Walaupun Siti Sukaptinah sibuk dengan berbagai aktivitas, ia masih sempat melakukan hobi membuat desain batik. Desain batik yang ia buat biasanya dikaitkan dengan peristiwa yang terjadi di Indonesia. Ketika Konferensi Asia-Afrika sedang berlangsung di Bandung pada tahun 1955, ia membuat desain batik bermotif peta Asia-Afrika. Juga ketika Presiden RI pertama Sukarno menganjurkan rakyat Indonesia makan jagung, ia pun membuat desain batik yang bermotif jagung (Sutjiatiningsih, 1991: 41) Sebagai wanita yang cukup lama bergerak dalam badan legislatif dan berbagai organisasi wanita, Siti Sukaptinah mendapat penghargaan dari Kaum Wanita Indonesia pada bulan Desember 1978. Pada tanggal 31 Agustus 1991, dalam usia 84 tahun, Siti Sukaptinah tutup usia di Yogyakarta. Dua tahun selepas wafatnya pemerintah memberinya penghargaan berupa Bintang Mahaputra melalui Keputusan Presiden No. 048/TK/Tahun 1992.

Penulis: Nina Witasari
Instansi: Jurusan Sejarah Fakultas Ilmu Sosial Unnes
Editor: Dr. Endang Susilowati, M.A

Referensi

Sutjiatiningsih, Suratmin Sri, 1991. Biografi Tokoh Kongres Perempuan Indonesia Pertama. Jakarta: Departemen Pendidikan dan Kebudayaan Direktorat Sejarah dan Nilai Tradisional Proyek Investarisasi dan Dokumentasi Sejarah Nasional.

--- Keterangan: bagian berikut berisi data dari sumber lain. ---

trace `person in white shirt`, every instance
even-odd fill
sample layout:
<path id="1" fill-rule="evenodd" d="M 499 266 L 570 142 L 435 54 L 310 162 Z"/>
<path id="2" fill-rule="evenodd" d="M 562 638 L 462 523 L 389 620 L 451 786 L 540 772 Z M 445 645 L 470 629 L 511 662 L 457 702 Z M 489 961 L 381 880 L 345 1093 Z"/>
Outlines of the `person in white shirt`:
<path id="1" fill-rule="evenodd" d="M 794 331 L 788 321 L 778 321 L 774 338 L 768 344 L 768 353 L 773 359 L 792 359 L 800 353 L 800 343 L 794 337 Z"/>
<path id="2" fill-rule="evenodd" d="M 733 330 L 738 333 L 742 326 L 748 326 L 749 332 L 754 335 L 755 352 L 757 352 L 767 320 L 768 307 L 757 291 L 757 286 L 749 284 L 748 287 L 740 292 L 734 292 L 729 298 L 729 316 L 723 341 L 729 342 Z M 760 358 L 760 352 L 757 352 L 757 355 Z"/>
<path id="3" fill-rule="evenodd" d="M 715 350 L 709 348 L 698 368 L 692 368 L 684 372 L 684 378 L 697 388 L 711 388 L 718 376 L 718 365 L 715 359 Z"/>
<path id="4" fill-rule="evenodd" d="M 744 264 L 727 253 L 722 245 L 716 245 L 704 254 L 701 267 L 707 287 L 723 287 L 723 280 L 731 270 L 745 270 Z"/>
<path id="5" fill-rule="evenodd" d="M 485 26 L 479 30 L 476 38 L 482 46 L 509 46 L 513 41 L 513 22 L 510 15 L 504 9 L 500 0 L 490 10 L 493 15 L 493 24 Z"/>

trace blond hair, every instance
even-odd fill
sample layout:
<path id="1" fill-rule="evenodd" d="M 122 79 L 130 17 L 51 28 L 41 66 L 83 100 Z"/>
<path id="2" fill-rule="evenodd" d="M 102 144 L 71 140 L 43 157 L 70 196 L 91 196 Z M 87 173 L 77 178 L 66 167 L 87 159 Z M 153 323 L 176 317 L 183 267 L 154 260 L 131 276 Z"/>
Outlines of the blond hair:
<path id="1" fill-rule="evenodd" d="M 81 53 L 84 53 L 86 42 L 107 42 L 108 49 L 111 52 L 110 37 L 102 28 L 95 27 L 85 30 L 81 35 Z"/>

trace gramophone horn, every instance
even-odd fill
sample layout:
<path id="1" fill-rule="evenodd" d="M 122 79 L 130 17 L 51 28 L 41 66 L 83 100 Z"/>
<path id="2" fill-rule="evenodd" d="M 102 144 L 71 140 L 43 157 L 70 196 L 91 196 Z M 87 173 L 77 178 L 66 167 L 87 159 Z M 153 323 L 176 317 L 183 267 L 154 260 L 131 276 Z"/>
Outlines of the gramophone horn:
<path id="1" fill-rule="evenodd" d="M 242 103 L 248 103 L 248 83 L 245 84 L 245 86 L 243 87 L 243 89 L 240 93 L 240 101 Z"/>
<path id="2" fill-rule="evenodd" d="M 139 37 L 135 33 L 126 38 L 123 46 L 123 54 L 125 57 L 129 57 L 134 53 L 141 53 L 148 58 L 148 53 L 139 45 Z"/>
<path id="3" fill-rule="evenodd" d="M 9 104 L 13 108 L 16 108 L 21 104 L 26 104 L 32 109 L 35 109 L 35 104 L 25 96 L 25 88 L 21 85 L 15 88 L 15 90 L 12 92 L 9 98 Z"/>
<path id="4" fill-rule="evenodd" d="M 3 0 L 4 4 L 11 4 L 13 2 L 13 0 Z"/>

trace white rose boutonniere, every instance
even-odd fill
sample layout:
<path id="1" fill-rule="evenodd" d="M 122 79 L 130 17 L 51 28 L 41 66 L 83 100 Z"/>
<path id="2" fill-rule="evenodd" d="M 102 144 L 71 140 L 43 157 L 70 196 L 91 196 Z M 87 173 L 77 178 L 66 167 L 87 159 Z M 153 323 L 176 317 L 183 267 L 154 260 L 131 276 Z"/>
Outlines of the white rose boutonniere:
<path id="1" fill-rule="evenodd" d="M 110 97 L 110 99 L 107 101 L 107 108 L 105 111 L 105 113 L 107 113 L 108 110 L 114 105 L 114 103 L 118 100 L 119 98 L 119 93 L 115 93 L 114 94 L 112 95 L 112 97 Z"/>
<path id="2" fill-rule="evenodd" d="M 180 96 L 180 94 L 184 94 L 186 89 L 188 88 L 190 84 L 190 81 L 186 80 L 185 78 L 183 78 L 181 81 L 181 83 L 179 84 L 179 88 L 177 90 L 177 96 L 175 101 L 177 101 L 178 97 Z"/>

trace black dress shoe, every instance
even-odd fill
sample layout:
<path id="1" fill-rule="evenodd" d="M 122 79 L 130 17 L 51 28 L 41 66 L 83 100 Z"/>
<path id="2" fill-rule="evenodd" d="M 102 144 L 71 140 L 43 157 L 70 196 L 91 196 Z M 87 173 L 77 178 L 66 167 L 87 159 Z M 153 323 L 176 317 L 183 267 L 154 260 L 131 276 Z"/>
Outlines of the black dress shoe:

Weringa, Saskia E. 1999.  Penghancuran Gerakan Perempuan Indonesia, Jakarta: Garba Budaya dan Kalyanamitra.

Janti, Nur. (2019), “Kepak Sayap Dara Asal Yogyakarta”, Historia, 11 Januari 2019. Diakses dari https://historia.id/politik/articles/sukaptinah-berjuang-agar-bangsa-dan-kaumnya-tak-dijajah-vxJ5d/page/1

Muttaqin, Muhammad Nurul, 2019. “Dari Taman Siswa Ke Masyumi: Perjalanan Ideologi dalam Karier Politik Siti Soekaptinah Sunaryo Mangunpuspito (1926-1960)”. Skripsi pada Prodi Sejarah Kebudayaan Islam, Fakultas Ushulidin, Adab dan Humaniora, IAIN Salatiga.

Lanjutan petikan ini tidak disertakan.